Sa profession ou son âge au moment du don sont des informations qui ne répondent pas à toutes les questions car elles ne parlent en rien d’hérédité. Nous cherchons plus que cela lorsque nous nous regardons dans le miroir ou lorsque nous transmettons à notre tour notre part de matériel génétique à nos enfants.

La transmission d’informations non identifiantes est donc un os à ronger proposé aux enfants nés de don qui ne résout rien. Pire cette proposition contient une certaine cruauté : les banques de gamètes détiennent l’identité des donneurs et donneuse, considérées comme tellement précieuses qu’elle est enfermée dans une armoire forte. Nous, personnes nées de don, affirmons que nous sommes nées non d’un « matériau interchangeable de reproduction » mais comme tous les humains, de personnes humaines. Nier cela en séquestrant l’information sur l’identité du donneur c’est injuste et méprisant.
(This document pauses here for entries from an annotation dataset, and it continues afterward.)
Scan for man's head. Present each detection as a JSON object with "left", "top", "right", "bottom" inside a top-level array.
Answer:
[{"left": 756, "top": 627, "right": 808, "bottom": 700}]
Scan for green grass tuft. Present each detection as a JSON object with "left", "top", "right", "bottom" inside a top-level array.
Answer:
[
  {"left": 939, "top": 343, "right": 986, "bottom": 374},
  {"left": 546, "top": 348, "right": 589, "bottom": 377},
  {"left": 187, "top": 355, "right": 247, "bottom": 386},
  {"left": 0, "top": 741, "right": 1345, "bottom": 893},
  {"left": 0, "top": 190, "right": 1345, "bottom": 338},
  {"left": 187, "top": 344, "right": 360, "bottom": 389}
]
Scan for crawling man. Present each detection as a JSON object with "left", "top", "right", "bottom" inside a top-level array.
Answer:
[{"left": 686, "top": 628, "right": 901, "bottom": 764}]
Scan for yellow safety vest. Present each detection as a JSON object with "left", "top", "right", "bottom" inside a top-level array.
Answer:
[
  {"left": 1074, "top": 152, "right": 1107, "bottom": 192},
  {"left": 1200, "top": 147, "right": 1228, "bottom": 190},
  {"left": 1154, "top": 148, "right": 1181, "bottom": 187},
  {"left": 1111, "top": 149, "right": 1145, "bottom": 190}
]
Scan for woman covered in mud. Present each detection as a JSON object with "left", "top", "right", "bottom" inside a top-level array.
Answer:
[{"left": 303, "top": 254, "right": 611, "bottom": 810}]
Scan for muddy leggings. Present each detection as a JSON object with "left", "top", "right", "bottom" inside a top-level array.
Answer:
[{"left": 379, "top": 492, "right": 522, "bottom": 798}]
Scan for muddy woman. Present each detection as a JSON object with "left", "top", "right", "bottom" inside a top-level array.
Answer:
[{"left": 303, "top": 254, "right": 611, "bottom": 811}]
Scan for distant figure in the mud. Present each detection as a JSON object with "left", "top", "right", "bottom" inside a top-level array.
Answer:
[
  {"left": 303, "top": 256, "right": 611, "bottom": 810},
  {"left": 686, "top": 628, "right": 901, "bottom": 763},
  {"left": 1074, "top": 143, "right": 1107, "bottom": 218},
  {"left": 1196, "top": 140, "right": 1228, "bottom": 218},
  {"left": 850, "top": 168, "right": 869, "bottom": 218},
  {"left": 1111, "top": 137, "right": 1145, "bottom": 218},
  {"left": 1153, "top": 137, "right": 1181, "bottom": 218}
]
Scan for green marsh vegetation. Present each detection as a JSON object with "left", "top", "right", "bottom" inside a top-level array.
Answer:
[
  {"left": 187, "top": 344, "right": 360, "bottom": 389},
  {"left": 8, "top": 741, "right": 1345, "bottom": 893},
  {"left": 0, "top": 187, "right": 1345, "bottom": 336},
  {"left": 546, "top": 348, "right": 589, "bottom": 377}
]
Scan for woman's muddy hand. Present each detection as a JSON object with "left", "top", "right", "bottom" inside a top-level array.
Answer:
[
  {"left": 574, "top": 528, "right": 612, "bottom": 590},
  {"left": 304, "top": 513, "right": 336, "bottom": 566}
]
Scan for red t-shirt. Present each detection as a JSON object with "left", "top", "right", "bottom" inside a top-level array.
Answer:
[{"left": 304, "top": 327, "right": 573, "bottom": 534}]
L’ensemble des membres de l’association PMAnonyme (plus de deux cents personnes à ce jour) demande l’accès à l’information sur leurs origines. Ni plus, ni moins. C’est le cas aussi de la majorité silencieuse, comme le prouvent de nombreuses études étrangères.

Ils demandent la mise en oeuvre de deux mesures simples et qui n’enlèvent rien à personne mais offrent plutôt un droit à ceux qui en étaient privés.

Volontariat

La première mesure concerne le futur : le principe demeure celui de l’anonymat à moins que la personne née du don demande à connaître ses origines, à sa majorité. Alors, si elle le souhaite, cette personne obtient l’identité de son donneur. Le don est donc fait en connaissance de cause. On parle ici d’une situation qui ne se produirait pas avant 2040.

La seconde mesure concerne le passé et les personnes déjà nées de don. Pour elles, il ne s’agit ni plus ni moins que d’avoir le droit de demander. Il s’agirait de solliciter un médiateur, via une institution créée dans ce but, pour informer le donneur qu’une personne issue de son don cherche à connaître sa part d’hérédité. Sur la base du volontariat ce système pourrait satisfaire simplement ceux qui en feraient la demande. La suite dépend des protagonistes mais rien n’est imposé à personne. Il n’y a pas de rétroactivité mais simplement la confiance accordée à des gens responsables qui respectent les attentes des uns et des autres.

Rappelons que les personnes nées de don ne demandent pas une remise en cause de leur filiation. Elles ne l’ont jamais fait et ne le feront jamais car elles ont déjà des parents à qui elles doivent d’être ce qu’elles sont devenues. Ce lien de filiation est indéfectible et ne sera jamais remis en cause par une meilleure connaissance de l’hérédité ou des antécédents médicaux. Par ailleurs le code civil est là pour le garantir.

La France a l’opportunité de rattraper son retard face à l’immense majorité des pays qui pratiquent l’AMP avec don. Elle ne doit pas rater une occasion de bien le faire ! Accorder l’accès qu’à des données non identifiantes à ceux trop longtemps privés de leurs droits fondamentaux n’est pas une avancée, mais une stratégie pour ne pas satisfaire une demande légitime.

L’accès aux origines n’est que cela : un accès à l’information sur l’identité du donneur. L’accès aux origines n’est pas un droit de rencontre et encore moins un quelconque lien juridique ou affectif entre le donneur et ceux qui lui doivent d’être nés. C’est simplement la condition sine qua non pour savoir qui on est complètement, en sachant d’où l’on vient. La connaissance de ses origines est indissociable de la réflexion de tout être humain sur son identité personnelle.

Je dis donc à tous ceux qui craignent de nous rendre notre droit d’accès aux origines : n’ayez pas peur. Les pratiques autour du don doivent changer, comme elles ont changé dans presque tous les pays occidentaux. L’accès aux origines est un progrès pour notre société. Il faut l’embrasser.